Luke Miller commemorates the death of Sir Christopher Wren 300 years ago and his living heritage in the City of London’s churches
It is said that Sir Christopher Wren (1632-1723) climbed to the gallery on the Spire of St Martin Ludgate to look at the dome of Saint Paul’s Cathedral as it was rising. Famously he achieved a whole cathedral in his lifetime. St Paul’s was completed in 1710 and is a rare example of a single architect and his team creating and finishing such a building, which therefore has all the hallmarks of a unified design rather than the organic development over centuries of the great mediaeval cathedrals elsewhere in the country.
St Mary Aldermary, with its gothic style and fan vaulting, points to the sheer variety of his oeuvre which stemmed from the variety of the communities for which he built. Like anywhere, the City of LOndon is not one place. Each Ward, every parish, has its specific human geography. The great glory of the Church of England is that there is no place which does not have its church. It may not be far from Barbican to Billingsgate or from Temple Bar to Tower Hill, but within its square mile there is a vast variety of community and a church for them all. Wren did not build them all, but his response to the requirements and requests of those for whom he did build was richly varied.
Two centuries after Sir Christopher Wren, Sir Ninan Comper coined a phrase to describe his own architectural style: ‘Unity by inclusion’. This was the Catholic vision of each different community reaching towards Christ, and finding unity with one another in him. Each architectural element in a building, each building in a group, coming together in an harmonious whole, just as each member of the Body of Christ is united with the others in the profound common identity we know in the shared life in Christ.
Variety tending to unity in the common response to Christ’s call on our lives, and our growing conformity to him which his grace works in us is a characteristic of the life of London’s City churches in all the diversity of theological outlook and ecclesiastical styles. All make their contribution to Ward and City. Their churchyards, cultural activities and economic contribution are crucial to the livability and workability of the City. Wren’s St Mary Aldermanbury is now in America, but the churchyard is one of the essential green spaces which mean workers can breathe: seventy five percent of the public open space in the City is churchyard. St Lawrence Jewry and St Nicholas Cole Abbey are just two of the Wren churches from which chaplaincy is offered to offices. This church has its café; which church does not host concerts? Anonymous groups meet in church rooms in places like St Vedast and St Margaret Lothbury; counselling and care is ubiquitous. From the CEOs of the largest corporates to cleaners and key workers, via the young people who staff startups and fintechs, the City’s communities engage with its churches.

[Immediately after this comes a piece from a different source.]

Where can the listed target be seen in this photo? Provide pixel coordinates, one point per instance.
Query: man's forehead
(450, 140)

We want them to come to Christ as a result, and we are confident in our proclamation. Wren built these churches with lots of windows so that the Word could be read and expounded, the sacraments celebrated, and worthy worship offered. But we do all that, and offer our service to our neighbour in response to God’s claim on us, and his command that we should love our neighbour. He is calling us to a deeper conversion of life, and through that he is calling them. London is better as a result of the offer that we make; and in His grace, so are we made better.

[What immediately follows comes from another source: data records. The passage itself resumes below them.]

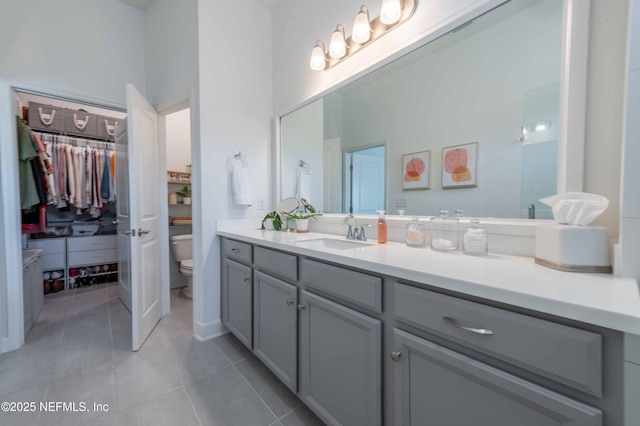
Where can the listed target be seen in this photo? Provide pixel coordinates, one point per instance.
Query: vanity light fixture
(392, 14)
(390, 11)
(318, 57)
(361, 28)
(338, 45)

We do this from an extraordinary suite of buildings not just Wren’s, but often is. They are beautiful, and his churches help explain that beauty is not just ‘nice to have’ but that it makes a profound difference to our ability to make a difference.
Wren’s first training and activity, before he took up architecture, was as a mathematician and astronomer. He was known for visualising abstract mathematical and astronomical ideas by drawing diagrams and making models. The recent restoration of St Andrew Holborn reflects this in the geometric patterns which have been incorporated into the design of the floors. Wren’s churches are mathematics in stone, as the columns and curves of the interior of St Stephen Walbrook demonstrate, as do his towers, spires and domes – and especially the great triple dome of S Paul’s.
Beauty, such as the beauty of a soaring building or a lovely carving or an elegant equation, reflects the Creator. This means earthly beauty is always partial and contingent, because it points beyond itself to the one who made it. We cannot comprehend the infinite. We must catch it by glimpses: the way that these architectural features interplay with one another; the light on these windows, the effect of this decoration. One of the churchwardens of one of the City churches, T.S. Eliot, famously spoke of how St Magnus Martyr holds inexplicable splendour of Ionian white and gold. It is inexplicable because it touches on the infinite. Glimpses of beauty give a pang of joy; but also of sorrow, because pointing beyond itself as it does, beauty leaves us wanting more, desiring the eternal, which it can signify and point towards but not fully give to us. Perhaps that is another reason why Wren may have a style but eschews repetition, for he is always striving towards that which cannot be fully expressed in any one telling: the glory of God reaching through these places to our souls.
This is another gift of the churches to London, which is not simply a jungle of glass boxes containing air-conditioned offices, but a place which has soul and numinous depth. The churches are an embodied reminder in their life and in their architecture, that London is not simply about economic growth for its own sake nor money for selfish ends, but for a purpose which has meaning. Those who live with purpose and meaning are happier, less stressed, richer in the things that matter. This is part of what Wren gave and gives to London.
God does not live in temples made by human hands. These churches are not ends in themselves. We could do without them. There used to be more of them. If St Benet Fink is now in Tottenham and St Peter le Poer in Friern Barnet, where now are St Mildred Bread Street or St Mary le Stocks or St Olave Old Jewry? Today’s churches are places which in their variety enable us to serve our complex and varied communities. They are bases from which a most extraordinary and important work and mission is offered for the benefit of the whole city. But they are also beautiful: and it is by their beauty that they reveal God, and help the City of London to be just a little bit more like the City of God.
The Venerable Luke Miller is the Archdeacon of London and has lived in the ‘Square Mile’ of the City of London since 2016.